Виргинская сигара с соломенным мундштуком должна торчать во рту у извозчика, это столь же неотъемлемая часть его экипировки, как котелок на голове и серьги в ушах. Щелчок хлыста. «Прокатимся, ваша милость?» — такая вот буржуазная аллегория, означающая, кто куда поднялся на социальной лестнице. Из-за этого ли или по какой-нибудь другой причине, но одноногий инвалид войны Подивински, владелец табачной лавки, всегда держит запас сигар, а уж сигарет у него и вовсе столько, что хватило бы на целый армейский склад: «Спорт» и «Египетские № 3», а также не гаснущие на ветру зажигалки, кремни, папиросные и сигаретные гильзы, почтовые марки, а на них уже не профиль императора в бакенбардах Франца-Иосифа с надписью «Немецкая Австрия» (политическая оплошность дирекции почт), нет, это самые настоящие, самые неподдельные марки республики.
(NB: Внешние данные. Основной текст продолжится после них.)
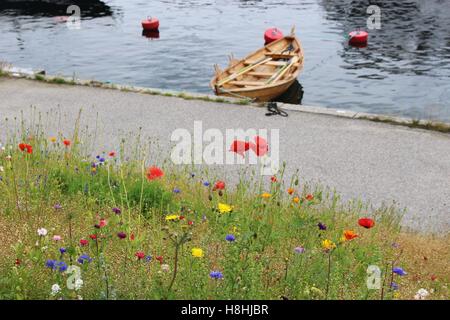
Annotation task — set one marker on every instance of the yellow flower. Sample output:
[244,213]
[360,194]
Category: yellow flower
[172,217]
[328,244]
[224,208]
[197,253]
Такова единственная власть, которой обладает на земле инвалид Подивински. Самим выбором рисунка, а точнее, самим выбором марки, он говорит: лети, письмецо, лети! Лети, письмецо, но уже не почтой монархии над территорией некогда Священной Римской империи германской нации, время которой кончилось практически одновременно с упразднением почтовых привилегий дома Турн-унд-Таксис. Дружба, господин светлейший князь, социалистическая дружба, и поклон вам от моей деревянной ноги! И все же письмецо летит, пусть и не над просторами Священной Римской империи, да и не над многонациональной империей, которая пришла ей на смену, нет, оно облетает в случае необходимости всю республику от озера Нойзидлерзее до Боденского озера, и Подивински следовало бы гордиться своей почтовой привилегией, не имеющей никакого отношения к наследственному дворянству.
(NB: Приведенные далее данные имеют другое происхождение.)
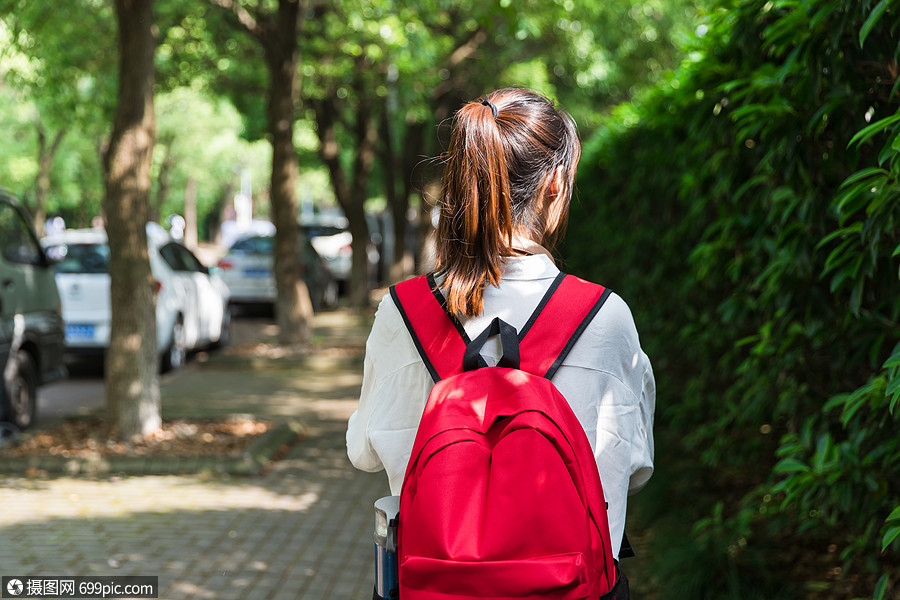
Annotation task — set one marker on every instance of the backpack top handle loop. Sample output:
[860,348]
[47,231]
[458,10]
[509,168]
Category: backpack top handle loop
[509,339]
Почта республики: в республике власть принадлежит народу, ему же, то есть тебе и мне, принадлежит государство, а почта принадлежит государству, следовательно, каждое письмо принадлежит тебе и мне. Подивински, конечно, не осознает этот механизм перераспределения власти. Иначе он мог бы бросить взгляд на налоговую декларацию доктора Фриденталя, пролистать государственной важности служебную переписку Соседа, передать любовные письма дочери господина советника госпоже советнице и лично проверить обоснованность прошения служанки Рабе в фонд солдатских вдов по случаю потери кормильца. Однако Подивински довольствуется раздачей марок, он благодарен Соседу за разрешение обзавестись лавкой; инвалиды войны, пользующиеся хорошей репутацией, получили от государства монополию на торговлю табачными изделиями вместо пенсии от него же, родимого; он рад тому, что у него есть эта лавка, он спасается под ее кровом, он аккуратно раскладывает газеты на прилавке: толстую газету с кроссвордами, журнал для детей, «Рабочую газету», «Кроненцайтунг», он говорит жене Соседа-депутата, входящей к нему в лавку с сумкой, битком набитой продуктами: — Доброе утро, госпожа советница, чем могу помочь? — Коробку хозяйственных спичек, сегодня больше ничего не надо.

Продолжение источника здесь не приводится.